結果、マクロファージが堕落するには「XBP1」というタンパク質がマクロファージの免疫細胞としての力を弱める必要であることが判明します。
ただXBR1だけではマクロファージを堕落させるには不十分であり、マクロファージの遺伝子を直接操作するSATA3というタンパク質と一緒に働く必要がありました。
まとめると、マクロファージが悪者になるには、最初に腫瘍が生産する堕落物質をマクロファージに結合させて激しいストレスを起こし、免疫細胞としての力を弱めるXBR1と免疫細胞としての性質を変質させるSATA3という2つの経路がはたらく必要があったのです。

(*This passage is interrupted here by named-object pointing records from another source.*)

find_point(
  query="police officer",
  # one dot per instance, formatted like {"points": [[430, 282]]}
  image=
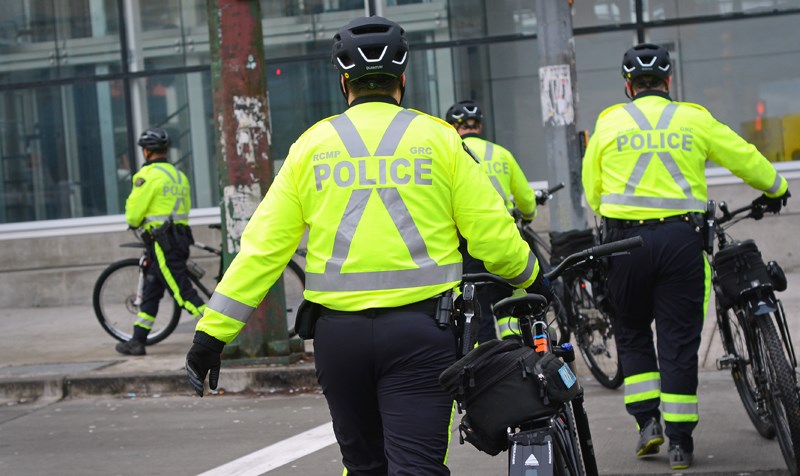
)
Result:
{"points": [[510, 182], [384, 192], [644, 173], [159, 205]]}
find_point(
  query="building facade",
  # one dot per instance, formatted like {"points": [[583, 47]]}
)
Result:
{"points": [[80, 79]]}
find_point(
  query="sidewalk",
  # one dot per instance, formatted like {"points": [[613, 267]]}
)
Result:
{"points": [[48, 354]]}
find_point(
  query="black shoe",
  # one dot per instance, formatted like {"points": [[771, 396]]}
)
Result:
{"points": [[651, 437], [678, 458], [131, 347]]}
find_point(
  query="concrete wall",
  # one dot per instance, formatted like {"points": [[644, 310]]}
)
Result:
{"points": [[57, 271]]}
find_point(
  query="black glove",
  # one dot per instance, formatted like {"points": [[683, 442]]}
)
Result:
{"points": [[204, 358], [772, 204], [542, 287]]}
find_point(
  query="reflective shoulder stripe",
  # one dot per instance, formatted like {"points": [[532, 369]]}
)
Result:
{"points": [[230, 307], [168, 173], [526, 273], [394, 133], [489, 151], [349, 136]]}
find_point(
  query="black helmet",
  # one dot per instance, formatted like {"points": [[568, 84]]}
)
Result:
{"points": [[646, 59], [370, 45], [154, 138], [463, 110]]}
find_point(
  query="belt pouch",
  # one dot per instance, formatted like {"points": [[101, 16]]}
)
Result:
{"points": [[306, 320]]}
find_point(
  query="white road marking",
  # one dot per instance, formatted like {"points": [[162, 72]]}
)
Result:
{"points": [[277, 455]]}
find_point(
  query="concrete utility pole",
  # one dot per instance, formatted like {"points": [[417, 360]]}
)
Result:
{"points": [[558, 89], [242, 133]]}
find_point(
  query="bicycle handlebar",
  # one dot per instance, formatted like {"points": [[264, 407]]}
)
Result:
{"points": [[594, 253]]}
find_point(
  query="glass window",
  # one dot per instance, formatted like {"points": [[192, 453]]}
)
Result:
{"points": [[58, 156], [47, 39], [655, 10], [747, 81]]}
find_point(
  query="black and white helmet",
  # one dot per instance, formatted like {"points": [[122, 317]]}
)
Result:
{"points": [[370, 45], [646, 59], [154, 138], [463, 110]]}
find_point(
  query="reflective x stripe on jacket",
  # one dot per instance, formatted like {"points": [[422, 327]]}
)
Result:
{"points": [[382, 226], [160, 192], [634, 170], [505, 174]]}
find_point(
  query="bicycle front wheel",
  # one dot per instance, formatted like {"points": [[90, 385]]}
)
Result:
{"points": [[114, 303], [782, 392], [738, 347], [294, 283], [594, 333]]}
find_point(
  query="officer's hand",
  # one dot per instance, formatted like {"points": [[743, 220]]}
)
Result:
{"points": [[204, 359], [772, 205], [542, 287]]}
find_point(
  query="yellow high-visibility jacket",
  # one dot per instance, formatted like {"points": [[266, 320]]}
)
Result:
{"points": [[647, 159], [383, 191], [160, 191], [505, 174]]}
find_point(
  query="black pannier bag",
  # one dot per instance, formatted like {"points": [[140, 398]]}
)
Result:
{"points": [[569, 242], [738, 268], [500, 386]]}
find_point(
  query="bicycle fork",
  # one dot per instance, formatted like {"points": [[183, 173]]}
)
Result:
{"points": [[143, 263]]}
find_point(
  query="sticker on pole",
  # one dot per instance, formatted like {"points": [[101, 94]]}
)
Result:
{"points": [[555, 86]]}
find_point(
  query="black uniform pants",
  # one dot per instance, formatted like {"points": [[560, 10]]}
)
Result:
{"points": [[168, 271], [663, 281], [380, 376]]}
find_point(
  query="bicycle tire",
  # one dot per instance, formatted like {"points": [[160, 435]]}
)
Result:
{"points": [[294, 280], [737, 345], [594, 333], [568, 460], [113, 296], [782, 392]]}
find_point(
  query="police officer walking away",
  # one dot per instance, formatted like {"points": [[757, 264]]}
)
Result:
{"points": [[384, 192], [159, 205], [510, 182], [644, 173]]}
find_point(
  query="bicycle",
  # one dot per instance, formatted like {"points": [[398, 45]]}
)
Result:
{"points": [[117, 292], [583, 310], [565, 434], [761, 361]]}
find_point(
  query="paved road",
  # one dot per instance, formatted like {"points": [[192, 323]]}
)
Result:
{"points": [[183, 435]]}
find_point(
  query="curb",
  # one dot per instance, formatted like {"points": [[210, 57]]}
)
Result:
{"points": [[238, 380]]}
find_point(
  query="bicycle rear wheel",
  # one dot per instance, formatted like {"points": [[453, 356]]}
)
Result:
{"points": [[594, 333], [113, 299], [782, 392], [294, 283], [735, 342]]}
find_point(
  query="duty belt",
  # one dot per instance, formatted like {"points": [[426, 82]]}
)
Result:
{"points": [[616, 223], [428, 306]]}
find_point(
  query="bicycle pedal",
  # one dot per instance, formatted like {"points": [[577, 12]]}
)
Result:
{"points": [[725, 362]]}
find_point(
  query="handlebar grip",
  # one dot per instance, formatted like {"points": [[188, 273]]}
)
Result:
{"points": [[535, 302], [616, 246]]}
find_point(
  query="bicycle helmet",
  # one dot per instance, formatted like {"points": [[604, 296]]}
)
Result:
{"points": [[370, 45], [154, 138], [646, 59], [463, 110]]}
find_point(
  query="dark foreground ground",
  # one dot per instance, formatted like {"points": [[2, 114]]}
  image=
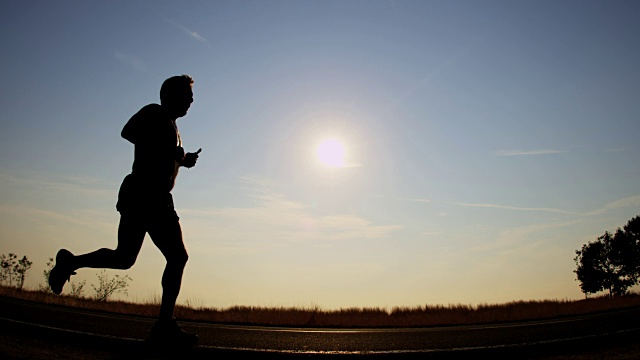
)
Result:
{"points": [[26, 342]]}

そこで研究者たちは、マクロファージの力を弱めるXRP1の遺伝子を除去してみました。
するとマクロファージの悪落ちが大幅に回避され、腫瘍全体の成長が遅くなることが明らかになります。
マクロファージにストレスを与える堕落物質、マクロファージの力を弱めるXBP1、マクロファージの性質を変化させるSATA3といった悪落ちのメカニズム発見されたことで、今後はこれらのプロセスを遅くしたり、逆転させる薬(いわゆる浄化薬)の開発につながるでしょう。